Why wouldn’t I want to just float? Why hadn’t I thought of that? I thought we were going to look at the log?!?!. After the panic subsided, I realized he was saying Let’s just stop working and be. So, we talked and laughed and wondered out loud about things. We looked at stuff, we marveled at stuff. We just floated. When we made it back to the dock, I was so thankful he had thought to just float.
Later, it made me think of the clients I have who have a hard time ‘just floating’ with other people. You mean, have meaningless conversation?, they say with a most perplexed look on their face. The thought of a comfortable silence during a relaxed conversation makes their heart beat fast. They are the ones who make a break for the bathroom or the lobby when there is a break during a meeting. They are the ones who have their nose to their iPhone (as if they are doing anything but flipping through their email) until the meeting starts.

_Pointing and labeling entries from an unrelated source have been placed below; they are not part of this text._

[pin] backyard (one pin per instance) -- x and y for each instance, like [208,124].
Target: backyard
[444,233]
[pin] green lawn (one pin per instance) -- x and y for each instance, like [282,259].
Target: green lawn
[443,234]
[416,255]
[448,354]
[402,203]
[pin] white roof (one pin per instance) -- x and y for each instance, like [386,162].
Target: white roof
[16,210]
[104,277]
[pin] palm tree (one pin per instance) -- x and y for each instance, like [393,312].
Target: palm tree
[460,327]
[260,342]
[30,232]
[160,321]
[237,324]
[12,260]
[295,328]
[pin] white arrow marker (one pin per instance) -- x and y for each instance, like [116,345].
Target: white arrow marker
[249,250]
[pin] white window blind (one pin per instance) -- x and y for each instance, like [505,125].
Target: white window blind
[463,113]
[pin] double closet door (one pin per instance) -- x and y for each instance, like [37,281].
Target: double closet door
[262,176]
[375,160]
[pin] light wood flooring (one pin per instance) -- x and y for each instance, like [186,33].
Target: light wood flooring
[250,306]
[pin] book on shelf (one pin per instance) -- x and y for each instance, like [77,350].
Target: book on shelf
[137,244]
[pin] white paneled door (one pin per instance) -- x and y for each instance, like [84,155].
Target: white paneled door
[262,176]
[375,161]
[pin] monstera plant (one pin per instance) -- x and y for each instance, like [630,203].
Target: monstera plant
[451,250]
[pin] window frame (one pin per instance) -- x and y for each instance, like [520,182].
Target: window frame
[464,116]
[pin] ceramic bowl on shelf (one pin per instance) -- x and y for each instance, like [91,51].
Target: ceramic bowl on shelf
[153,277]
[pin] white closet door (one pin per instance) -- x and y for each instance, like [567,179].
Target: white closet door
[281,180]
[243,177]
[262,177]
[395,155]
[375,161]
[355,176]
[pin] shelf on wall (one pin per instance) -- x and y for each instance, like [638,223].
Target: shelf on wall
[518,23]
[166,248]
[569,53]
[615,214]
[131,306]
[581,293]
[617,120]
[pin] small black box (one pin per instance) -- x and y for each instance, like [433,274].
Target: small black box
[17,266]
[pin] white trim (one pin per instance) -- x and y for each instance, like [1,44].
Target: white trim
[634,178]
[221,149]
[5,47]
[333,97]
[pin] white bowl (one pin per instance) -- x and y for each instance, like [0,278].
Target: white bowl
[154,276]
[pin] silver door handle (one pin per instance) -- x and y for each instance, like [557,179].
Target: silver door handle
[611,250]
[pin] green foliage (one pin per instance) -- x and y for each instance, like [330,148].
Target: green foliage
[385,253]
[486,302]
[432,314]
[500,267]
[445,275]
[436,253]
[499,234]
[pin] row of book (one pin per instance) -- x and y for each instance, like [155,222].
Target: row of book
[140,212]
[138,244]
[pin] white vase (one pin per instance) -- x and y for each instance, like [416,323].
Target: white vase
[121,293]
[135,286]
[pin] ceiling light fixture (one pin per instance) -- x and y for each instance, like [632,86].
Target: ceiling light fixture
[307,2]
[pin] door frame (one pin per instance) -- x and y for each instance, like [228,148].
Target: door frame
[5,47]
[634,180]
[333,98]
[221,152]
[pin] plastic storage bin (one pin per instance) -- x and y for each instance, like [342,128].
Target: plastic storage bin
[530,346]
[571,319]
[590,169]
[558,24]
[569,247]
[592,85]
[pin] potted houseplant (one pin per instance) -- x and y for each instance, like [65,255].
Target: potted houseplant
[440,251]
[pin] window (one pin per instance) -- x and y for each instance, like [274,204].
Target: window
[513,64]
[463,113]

There are such pressures in our world today, it’s almost as if we are conditioned to be that way. Before texting and emailing, people used to sit in a room – together, in the same space – to make plans for parties, trips or even business deals. Before Facebook, people used to physically attend class reunions and make plans to visit old friends in their homes. Before webinars and online schools, people used to register and attend classes at a local institution. In other words, people used to “be” together.
Seems that we have so many ways to get things done in the privacy of our own company, we don’t get much practice being an “in real life” person. Here is what I suggest to bring you back to reality the next time you find yourself feeling fidgety (fidgety makes you look nervous and that’s not good for biz):
- Sit and do nothing else. Don’t stare at your Blackberry, don’t make a fake list of things to do, don’t jiggle your leg, don’t act like your forgot something at your desk, just sit. Use good posture and make sure there is a pleasant expression on your face and I bet someone will strike up a conversation with you. If not, don’t panic, just sit.
- Look up. Literally. Having your head raised implies authority and security. Plus, you may see something that could be a conversation starter with the person sitting next to you…a piece of art, something going on outside the window, someone’s daytimer or new techie gadget.
- Be inquisitive. In other words, get over yourself. No one really cares if you are uncomfortable. Didn’t you hear that Dave from PR, who is at the end of the table, went skydiving for the fist time recently? Ask him about it. However, don’t start with “I heard…” You don’t want to be perceived as a gossip. Say it like it is. “Dave, Rick told me you went skydiving. Tell me about it.”
So, be still, open your eyes, think about other people and just float. I know you can do it.